As suggested it now also displays a message if no results were found.

Let me know what you think, or if you have any problems / find any bugs.

Edit: Whoops, script breaking bug. Fixed, should be ok now. Just update again if you already did.
Post edited May 17, 2015 by adaliabooks
Any idea why "GreaseMonkey menu => Manage User Scripts => Right click GOG Search => Find Updates" does not work?
Had to go to the OP link and click "raw" again. Is that OK?

Better list somewhere what the current version (0.3) is.

=========================================================

Something doesn't seem to work right.

Searched "mrkgnao' in pages 1-10 of the general forum and got only one thread:
- The Potential GOG T-Shirt Giveaway (May 6)

Whereas there are definitely more threads of mine that have seen activity in the last 11 days (e.g.
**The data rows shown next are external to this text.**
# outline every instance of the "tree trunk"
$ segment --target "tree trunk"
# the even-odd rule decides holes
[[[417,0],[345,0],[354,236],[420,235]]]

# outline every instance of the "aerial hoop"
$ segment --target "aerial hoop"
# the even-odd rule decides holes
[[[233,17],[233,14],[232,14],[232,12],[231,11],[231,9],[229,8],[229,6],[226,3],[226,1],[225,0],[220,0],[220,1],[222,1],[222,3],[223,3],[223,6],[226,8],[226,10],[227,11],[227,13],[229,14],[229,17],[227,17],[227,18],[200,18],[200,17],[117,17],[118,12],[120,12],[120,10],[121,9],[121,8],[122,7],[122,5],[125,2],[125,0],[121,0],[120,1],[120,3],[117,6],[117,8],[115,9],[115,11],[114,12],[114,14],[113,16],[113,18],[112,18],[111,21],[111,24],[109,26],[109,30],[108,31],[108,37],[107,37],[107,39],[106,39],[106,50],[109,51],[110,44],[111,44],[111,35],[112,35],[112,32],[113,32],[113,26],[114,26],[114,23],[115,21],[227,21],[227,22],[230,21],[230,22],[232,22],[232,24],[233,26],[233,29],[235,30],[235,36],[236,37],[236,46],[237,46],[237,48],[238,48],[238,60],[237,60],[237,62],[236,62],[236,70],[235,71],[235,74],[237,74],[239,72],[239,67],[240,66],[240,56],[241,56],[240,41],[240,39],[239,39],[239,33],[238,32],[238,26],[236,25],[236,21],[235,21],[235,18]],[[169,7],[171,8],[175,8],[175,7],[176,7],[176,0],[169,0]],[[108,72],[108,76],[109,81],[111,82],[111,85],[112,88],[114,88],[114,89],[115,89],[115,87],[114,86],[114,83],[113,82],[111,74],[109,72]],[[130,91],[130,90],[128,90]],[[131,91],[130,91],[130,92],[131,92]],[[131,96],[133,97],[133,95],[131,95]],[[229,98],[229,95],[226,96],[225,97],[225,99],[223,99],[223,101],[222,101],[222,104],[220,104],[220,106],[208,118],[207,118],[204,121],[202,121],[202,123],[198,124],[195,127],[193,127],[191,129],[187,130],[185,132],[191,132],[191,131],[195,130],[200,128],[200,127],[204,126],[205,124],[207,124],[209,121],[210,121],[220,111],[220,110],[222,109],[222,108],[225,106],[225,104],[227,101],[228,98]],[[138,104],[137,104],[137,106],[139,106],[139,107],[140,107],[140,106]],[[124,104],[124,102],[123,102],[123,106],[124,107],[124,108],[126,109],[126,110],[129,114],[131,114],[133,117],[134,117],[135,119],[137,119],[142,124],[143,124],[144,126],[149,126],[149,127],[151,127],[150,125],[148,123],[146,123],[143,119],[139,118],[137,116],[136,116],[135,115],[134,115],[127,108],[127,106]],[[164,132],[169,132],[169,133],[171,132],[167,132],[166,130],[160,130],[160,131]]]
MaGog, public wishlists, price updates).

=========================================================

Recommend setting the "usernames" checkbox to be on by default.
Post edited May 18, 2015 by mrkgnao
avatar
mrkgnao: Any idea why "GreaseMonkey menu => Manage User Scripts => Right click GOG Search => Find Updates" does not work?
Each update changes the raw url. GreaseMonkey assumes the url of the script will always be the same, and since GitHub Gist uses unique urls for version control, GreaseMonkey doesn't find any updates.